In Wirklichkeit hat das Thema Globalisierung, das von uns
Journalisten in alle Richtungen zelebriert wurde, niemals eine neue Epoche
eingeleitet, sondern die, die vor 250 Jahren mit der Bibel des Kapitalismus,
mit dem Buch „Wealth of Nations“ von Adam Smith angestoßen wurde, prolongiert.
Eigentlich möchte man diese Epoche, die so deutlich zeigt, dass sie sich im Endstadium befindet, irgendwie in die Verlängerung schicken – eben auch durch die gewaltige Konzentration auf die Meisterung des Klimawandels. Wir klammern uns geradezu daran.
Dabei müssen wir dringend anfangen über ein Thema zu reden, das ebenso wichtig, vielleicht sogar noch wichtiger ist, über Arbeit – und deren Wert in einer Zeit jenseits des Klimawandels. Das ist nämlich die eigentliche Zukunft jener jungen Menschen, zu der ich hier Frau Reemtsma rechne, vor allem aber meine eigenen Kinder und Enkel.

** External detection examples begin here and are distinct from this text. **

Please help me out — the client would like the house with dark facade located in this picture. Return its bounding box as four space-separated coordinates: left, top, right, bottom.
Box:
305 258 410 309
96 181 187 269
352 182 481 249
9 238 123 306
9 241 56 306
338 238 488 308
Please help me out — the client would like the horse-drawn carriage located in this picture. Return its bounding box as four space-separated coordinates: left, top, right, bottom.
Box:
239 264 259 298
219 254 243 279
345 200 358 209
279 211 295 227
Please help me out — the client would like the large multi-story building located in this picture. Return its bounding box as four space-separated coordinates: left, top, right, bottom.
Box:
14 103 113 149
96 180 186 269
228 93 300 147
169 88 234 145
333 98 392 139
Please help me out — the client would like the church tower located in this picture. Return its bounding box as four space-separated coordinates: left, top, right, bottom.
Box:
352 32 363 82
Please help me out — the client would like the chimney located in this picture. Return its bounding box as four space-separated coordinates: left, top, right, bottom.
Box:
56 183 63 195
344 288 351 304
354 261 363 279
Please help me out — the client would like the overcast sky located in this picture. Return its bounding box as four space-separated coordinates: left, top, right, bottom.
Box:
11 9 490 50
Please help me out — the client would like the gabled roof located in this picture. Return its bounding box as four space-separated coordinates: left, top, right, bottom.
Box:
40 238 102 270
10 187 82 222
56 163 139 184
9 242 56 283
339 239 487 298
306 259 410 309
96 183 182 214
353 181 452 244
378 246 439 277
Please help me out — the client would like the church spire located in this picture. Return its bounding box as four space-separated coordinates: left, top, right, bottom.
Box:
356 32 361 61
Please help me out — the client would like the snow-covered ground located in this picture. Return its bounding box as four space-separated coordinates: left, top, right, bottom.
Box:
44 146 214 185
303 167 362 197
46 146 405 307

Aber das ist ein Thema, über das das Management nicht gerne redet, die Politik ebenso gerne schweigt, auch die Gewerkschaften hinwegsehen wollen und wir, die stets von Arbeit lebten und nichtvon Verfügungsgewalt, keine Idee haben.
Wir können halt doch nicht über unsere eigene Epoche hinausdenken – und wer es wagt, der nicht gewinnt.